Il nostro amico Rocco ormai solitario, vide giungere dalla fattoria vicina Zia Papera Margot che ovunque potesse mettere il becco , era in cerca di qualcosa :”Ma dov’è?” “No! Noo!.. non è qua!.. e neanche qua”  “Il vento non può averlo portato tanto distante!?!!”

L’ anatroccolo si avvicinò incuriosito:”Ciao Zia Papera!
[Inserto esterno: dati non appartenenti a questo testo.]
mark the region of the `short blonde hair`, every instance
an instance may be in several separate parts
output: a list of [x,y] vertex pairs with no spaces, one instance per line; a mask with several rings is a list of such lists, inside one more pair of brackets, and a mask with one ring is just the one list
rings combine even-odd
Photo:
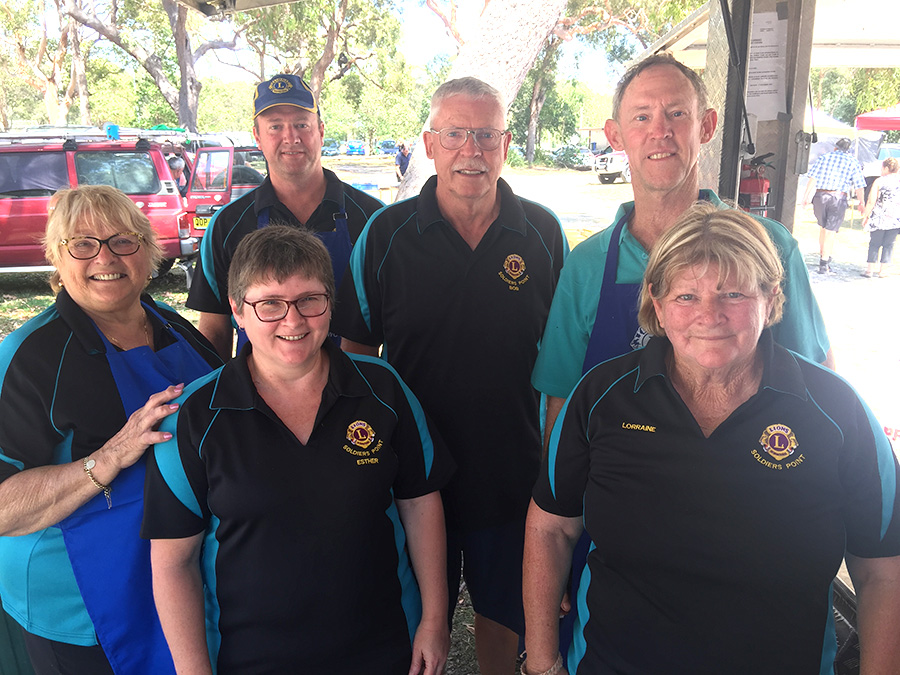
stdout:
[[653,247],[641,286],[641,327],[651,335],[665,335],[653,300],[668,295],[672,281],[682,272],[709,265],[719,268],[719,284],[731,277],[741,285],[759,288],[764,295],[777,288],[766,327],[781,321],[784,268],[769,233],[744,211],[698,202]]
[[[125,196],[125,193],[109,185],[82,185],[60,190],[50,199],[49,217],[44,234],[44,255],[54,266],[59,265],[60,244],[75,235],[75,229],[88,225],[112,232],[137,232],[144,241],[135,255],[146,255],[150,269],[155,270],[162,261],[163,252],[157,244],[156,231],[150,220]],[[59,292],[59,273],[54,272],[50,286]]]

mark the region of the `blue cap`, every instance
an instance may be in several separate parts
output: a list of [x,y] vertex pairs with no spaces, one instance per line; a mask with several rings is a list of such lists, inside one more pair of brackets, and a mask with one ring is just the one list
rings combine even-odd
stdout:
[[276,105],[292,105],[309,112],[319,112],[312,89],[296,75],[276,75],[271,80],[256,85],[253,119]]

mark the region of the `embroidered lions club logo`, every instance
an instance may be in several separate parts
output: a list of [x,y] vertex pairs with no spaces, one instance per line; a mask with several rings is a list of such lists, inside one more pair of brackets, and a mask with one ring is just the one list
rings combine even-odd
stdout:
[[522,260],[522,256],[513,253],[506,256],[506,260],[503,261],[503,269],[506,270],[510,278],[518,279],[525,274],[525,261]]
[[797,437],[794,436],[794,432],[789,426],[784,424],[770,424],[767,426],[759,438],[759,444],[778,461],[793,454],[798,447]]
[[269,82],[269,90],[273,94],[286,94],[293,88],[294,85],[292,85],[283,77],[276,77],[274,80]]
[[347,440],[358,448],[368,448],[374,439],[375,431],[362,420],[356,420],[347,427]]

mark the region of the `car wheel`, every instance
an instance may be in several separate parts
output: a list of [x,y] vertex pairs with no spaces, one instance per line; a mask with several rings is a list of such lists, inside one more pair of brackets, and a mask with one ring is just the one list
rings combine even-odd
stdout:
[[622,172],[622,180],[626,183],[631,182],[631,166],[628,164],[625,165],[625,170]]
[[600,178],[600,182],[604,185],[609,185],[610,183],[614,183],[616,178],[619,177],[617,173],[598,173],[597,176]]
[[159,279],[160,277],[165,276],[168,271],[172,269],[172,265],[174,264],[175,261],[172,258],[160,261],[159,266],[156,268],[156,271],[153,272],[153,278]]

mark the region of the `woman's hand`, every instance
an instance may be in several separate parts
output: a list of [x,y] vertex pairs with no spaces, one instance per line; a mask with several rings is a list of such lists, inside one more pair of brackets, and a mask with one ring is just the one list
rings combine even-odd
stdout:
[[156,431],[164,417],[178,410],[171,401],[181,396],[184,384],[175,384],[153,394],[144,407],[135,410],[119,432],[91,457],[97,462],[93,473],[101,483],[109,485],[123,469],[138,461],[155,443],[172,438],[168,432]]
[[436,626],[419,624],[412,647],[409,675],[441,675],[450,653],[450,629],[445,621]]

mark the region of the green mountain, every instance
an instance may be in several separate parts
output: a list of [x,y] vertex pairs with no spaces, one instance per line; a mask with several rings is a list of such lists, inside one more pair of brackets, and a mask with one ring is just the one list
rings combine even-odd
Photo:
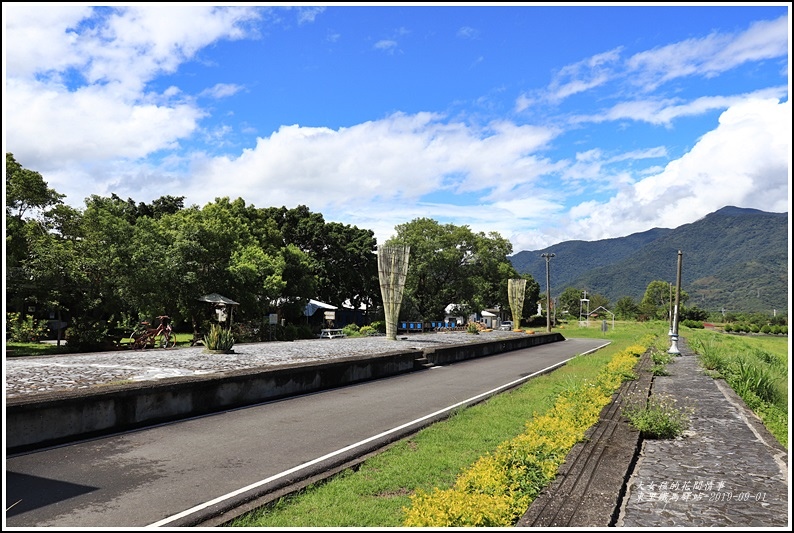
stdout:
[[675,284],[682,253],[681,288],[688,306],[707,311],[787,313],[788,213],[724,207],[675,229],[654,228],[627,237],[567,241],[510,257],[522,274],[546,288],[544,253],[552,297],[567,287],[639,302],[652,281]]

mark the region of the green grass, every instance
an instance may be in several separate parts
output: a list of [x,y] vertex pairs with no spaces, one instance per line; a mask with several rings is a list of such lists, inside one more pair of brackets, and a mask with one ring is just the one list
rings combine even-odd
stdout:
[[[177,346],[190,346],[190,341],[193,340],[192,333],[177,333],[176,345]],[[121,347],[124,349],[129,348],[129,337],[121,340]],[[6,357],[30,357],[36,355],[59,355],[74,353],[65,340],[61,340],[61,345],[50,344],[45,342],[7,342],[5,346]]]
[[243,515],[231,527],[401,527],[403,508],[417,490],[451,487],[481,456],[520,435],[526,422],[549,410],[556,397],[590,379],[615,354],[649,334],[658,324],[631,324],[607,334],[582,329],[568,337],[606,337],[612,344],[579,356],[550,374],[457,411],[451,418],[403,439],[348,470],[298,494]]

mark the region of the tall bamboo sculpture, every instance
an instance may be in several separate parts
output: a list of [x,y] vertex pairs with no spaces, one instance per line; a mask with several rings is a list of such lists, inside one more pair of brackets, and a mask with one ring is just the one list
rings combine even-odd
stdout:
[[518,329],[521,324],[521,313],[524,310],[524,292],[527,288],[525,279],[507,280],[507,300],[510,303],[510,311],[513,313],[513,329]]
[[397,320],[403,302],[410,253],[411,247],[407,244],[378,248],[378,279],[386,319],[386,338],[393,341],[397,340]]

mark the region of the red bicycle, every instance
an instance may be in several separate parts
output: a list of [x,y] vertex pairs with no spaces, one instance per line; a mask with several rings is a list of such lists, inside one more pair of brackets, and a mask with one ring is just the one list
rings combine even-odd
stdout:
[[160,319],[160,326],[149,327],[149,322],[141,322],[135,331],[130,335],[130,345],[134,350],[145,350],[146,348],[173,348],[176,346],[176,335],[171,328],[170,318],[163,315]]

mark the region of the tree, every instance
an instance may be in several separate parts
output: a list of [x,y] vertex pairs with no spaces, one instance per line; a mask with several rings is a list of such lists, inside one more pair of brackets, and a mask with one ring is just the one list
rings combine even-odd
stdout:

Stai cercando qualcosa?”

Ed essa tutta distratta, indaffarata più che altro dalla sua ricerca:Buongiorno piccolo Rocco, potresti aiutare la Zia Margot a cercare le mutandine  del mio bambino?” “Sai le avevo stese al sole, ma una folata di vento me le ha portate via.. è tutto bianco a pallini blu.

A quelle ultime parole L’ anatroccolo rifletté brevemente:”Uhm..vediamo un po’! hai detto bianco e blu?”Ben presto il giovane si illumino, le venne a mente  subito il fazzoletto che portava al collo Pio Pio.

“Ma sì certo!!” e subito penso:”Che Bugiardo!!” Rocco si riprese, pregustando con un sorriso di rivincita ciò che sarebbe potuto accadere:”Zia Margot credo proprio di sapere dov’è!!”

Così quel giorno Pio Pio davanti all’ amico Rocco  alla sua mamma moooolto contrariata, che l’ aveva appena trovato,dovette restituire il suo foulard colorato nonché la mutande in questione, alla Zia cara Margot.

La zia sorrideva un po’ divertita, ringraziando il piccolo con tenerezza, accarezzandole il capo piumoso. Quello che non poté fare, era assorbirsi gli sguardi accusatori e delusi dei suoi amici, ai quali aveva mentito esageratamente. Consapevole che avrebbe dovuto darsi molto da fare nei prossimi giorni per riconquistare la loro fiducia.